Earlier this year, Richard Elkin and Hayley Bell – who ran Elkin and Bell Funerals in Gosport, Hampshire – were jailed for four years by a judge who heard details of bodies covered in maggots, shedding skin and lying in their own fluids as they were decomposing. Hampshire’s Assistant Chief Constable Tony Rowlinson and Hampshire and Isle of Wight’s Police and Crime Commissioner Donna Jones said officers investigating the Elkin and Bell case “discovered a judicial black hole” as they had to rely on common law charges because there is no legislation to prosecute the crimes they committed.

The call for regulation of the funeral sector also came from the David Fuller Inquiry, which revealed an “unregulated free-for-all” where anyone could set themselves up as a funeral director, work at home and keep bodies in their garages if they wished.
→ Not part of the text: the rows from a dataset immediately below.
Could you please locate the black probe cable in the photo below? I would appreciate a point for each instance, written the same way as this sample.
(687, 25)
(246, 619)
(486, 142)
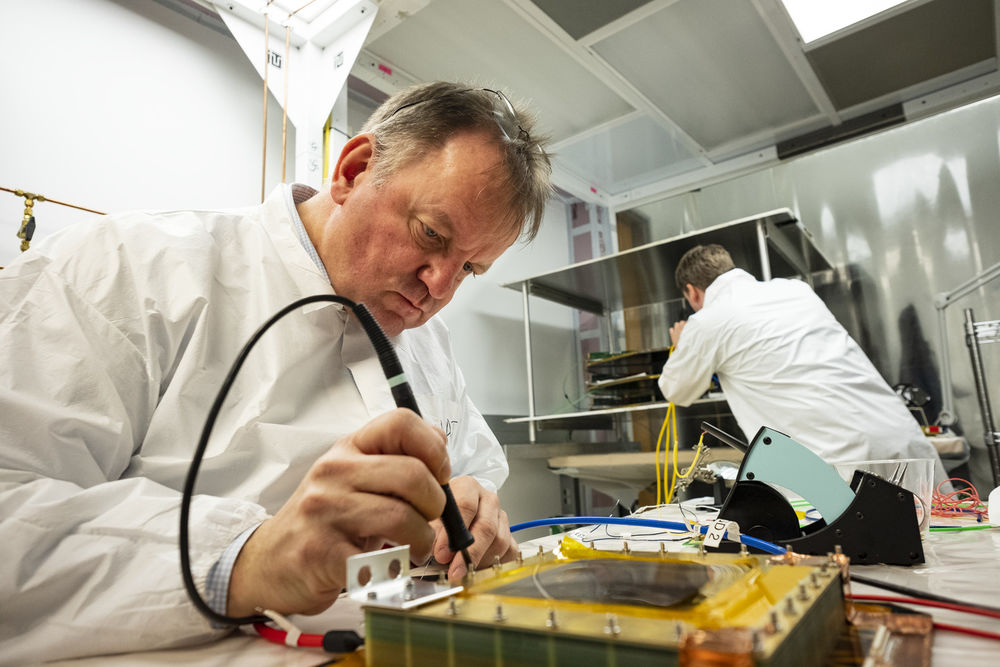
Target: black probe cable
(459, 537)
(917, 593)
In independent probe about care arrangements for people in death was launched because of necrophiliac killer David Fuller, who abused at least 100 deceased women and girls in two hospital morgues over a 12-year period. Fuller, from Heathfield in East Sussex, was given two life terms in 2022.

MPs have also called for regulation after a BBC investigation revealed how babies’ bodies were kept at a funeral director’s house in Leeds. One woman described how she found out that her dead son had been put in a baby bouncer in a funeral director’s living room. But police later decided no crime had been committed.

Two industry bodies – the National Association of Funeral Directors (NAFD) and the National Society of Allied and Independent Funeral Directors (SAIF) – have codes of practice but these do not have statutory force and membership is voluntary.

In autumn 2025, the Labour government said it was committed to getting funeral regulation right and that work on the matter was being undertaken on a cross-departmental basis. Earlier this year, the government said it would decide by the summer whether statutory regulation of the industry should be introduced.